Delightful memories of an incomparable garden
October 13th, 2007
August in Chanticleer’s cutting garden
What a treat to join a small dinner group that gathered together before the Southern California Horticultural Society meeting on Thursday to spend time with the charming and talented Bill Thomas, executive director of Chanticleer, a pleasure garden, located in Wayne, Pennsylvania, a suburb of Philadelphia.
Bill and I first met in 2002, when he was on the board of Garden Writers Association and I was a newbie helping to organize the group’s national symposium in Seattle. He is a gifted leader and veteran public garden administrator. Much of Bill’s career involved several positions at the venerable Longwood Gardens in Pennsylvania. His articles appear in national gardening magazines and he is a popular speaker.
About a year later, in 2003, I learned that Bill had left Longwood to join Chanticleer, a 35-acre estate garden now open to the public, on the grounds once inhabited by the Rosengartens, a Main Line Philadelphia family whose ownership of the property dates to 1913.
If you’re intrigued by how deftly-placed elements of design add up to an exciting garden, Chanticleer is the perfect subject for study.
Lime-colored eucomis surrounded by deep purple oxalis
“Our goal is to be one of the most beautiful gardens in the world,” Bill told the SCHS audience at Los Angeles’s Griffith Park on October 11th. “Chanticleer is visually exciting. When you walk through our gates, your hassles are gone and you escape from the real world.”
And what a dream-like escape it is. In late August 2006, on a humid day when you could practically see the thick air molecules (which play a hazy, somewhat Impressionistic trick on the eye), I spent one joyous afternoon and evening at Chanticleer.
The “ruins” at Chanticleer, constructed with stone from an original estate house
In contrast to a place like Longwood, which last year celebrated its centennial, Chanticleer is a young garden. It opened to the public in 1993, after the death in 1990 of its patron Adolph Rosengarten Jr.
Even today, its beds, borders, display features and strolling gardens are evolving in the hands of a team of seven horticulturists (lucky ones!) who design, plant, tend to and continually evaluate Chanticleer’s appearance.

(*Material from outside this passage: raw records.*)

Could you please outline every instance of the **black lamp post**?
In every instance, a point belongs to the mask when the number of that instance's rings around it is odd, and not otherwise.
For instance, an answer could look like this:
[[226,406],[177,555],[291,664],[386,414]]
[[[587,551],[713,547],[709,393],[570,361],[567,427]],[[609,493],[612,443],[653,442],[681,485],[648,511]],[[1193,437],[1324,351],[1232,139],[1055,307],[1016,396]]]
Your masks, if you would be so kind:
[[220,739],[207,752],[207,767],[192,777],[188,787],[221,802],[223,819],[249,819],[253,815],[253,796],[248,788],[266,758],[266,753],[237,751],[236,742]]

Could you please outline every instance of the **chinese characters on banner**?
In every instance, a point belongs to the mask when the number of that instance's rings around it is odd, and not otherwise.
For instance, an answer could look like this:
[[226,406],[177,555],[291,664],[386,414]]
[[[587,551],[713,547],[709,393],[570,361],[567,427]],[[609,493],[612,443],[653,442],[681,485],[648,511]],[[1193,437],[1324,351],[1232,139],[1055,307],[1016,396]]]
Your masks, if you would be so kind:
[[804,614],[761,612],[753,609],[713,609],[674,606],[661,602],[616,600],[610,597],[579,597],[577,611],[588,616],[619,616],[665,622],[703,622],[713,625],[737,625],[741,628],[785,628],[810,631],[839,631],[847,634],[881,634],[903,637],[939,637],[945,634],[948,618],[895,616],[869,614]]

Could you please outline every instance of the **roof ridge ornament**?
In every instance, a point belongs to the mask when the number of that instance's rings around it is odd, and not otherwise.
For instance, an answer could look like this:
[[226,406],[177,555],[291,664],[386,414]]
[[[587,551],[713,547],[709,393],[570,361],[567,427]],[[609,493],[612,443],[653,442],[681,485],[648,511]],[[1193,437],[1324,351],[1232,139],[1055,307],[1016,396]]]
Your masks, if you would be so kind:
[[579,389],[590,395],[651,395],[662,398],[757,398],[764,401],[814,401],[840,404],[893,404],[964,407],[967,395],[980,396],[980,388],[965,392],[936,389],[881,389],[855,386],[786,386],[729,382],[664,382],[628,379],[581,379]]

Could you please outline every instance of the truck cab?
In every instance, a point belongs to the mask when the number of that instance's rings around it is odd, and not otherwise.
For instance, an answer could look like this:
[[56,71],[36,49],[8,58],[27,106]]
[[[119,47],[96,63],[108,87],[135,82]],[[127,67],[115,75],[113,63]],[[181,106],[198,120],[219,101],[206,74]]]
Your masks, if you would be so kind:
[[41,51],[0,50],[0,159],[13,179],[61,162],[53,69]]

These men and women employ theatrical tricks to overwhelm the visitor, such as planting 150,000 daffodils in two ribbons that flow through an orchard of flowering crab apples, and filling containers and enormous hanging baskets with stunning combinations (the garden is open April to October, welcoming approximately 33,000 visitors each season).
Burgundy, gold, silver — colorful foliage
An explosion of color and texture comes in large part from the foliage combinations of hardy and non-hardy exotic plants and Pennsylvania natives mixed together. “We are plant geeks and plant sluts,” Bill confides, with a knowing laugh. This is no joke: There are 5,814 plant accessions, representing 3,784 taxa growing at Chanticleer.
This dazzling, almost metallic, composition greets visitors to Chanticleer’s entry garden
The entry garden, also called the “tropical teacup garden” for a circa 1920s cup-and-saucer-shaped cast concrete Italian fountain at its center, is Chanticleer’s seasonal showcase for agaves, cannas, bananas, dichondra and other tender exotics often found in our Southern California landscapes. The collection includes many tropical plants that spend the cold months over-wintering in Chanticleer’s restrooms.
Asparagus, reinterpreted as an edible hedge
The area once devoted to the estate’s vegetable garden has been expanded as its cutting garden, vegetables and herbs included. A 210-foot-long asparagus “hedge” (!) is its stunning element, both ornamental and edible.
The horticulturists here are also artisans and craftspeople who spend the winter months at Chanticleer fashioning hand-wrought chairs, gates, railings, bridges and other decorative objects in the wood-shop and metal shop. Their handiwork appears along the pathways and over each knoll.
A welcoming respite in dark purple
Two Adirondack chairs, painted to match the exact powder-blue shade of nearby hydrangea blooms, are posed together in conversation; elsewhere, a pair of deep purple wood seats, the back slats cut into wavy patterns, consort quietly while awaiting human occupants. Bill says he much prefers chairs to benches: “Chairs can be moved around; they talk to one another. Or, they are grouped together as if at a party.”
Just to make those of us in the audience feel a little better about the fact that our gardens do not look like Chanticleer, Bill insisted he and his colleagues have “California envy.” He is so kind. Because anyone who is fortunate enough to escape down the rabbit’s hole to this wonderland, even for a few hours, will forever see gardens with newly informed and inspired eyes.
In a Q&A about Chanticleer, Bill Thomas puts this garden’s purpose into a few simple but powerful words: “If every garden is a pleasure garden, what a wonderful world this is.”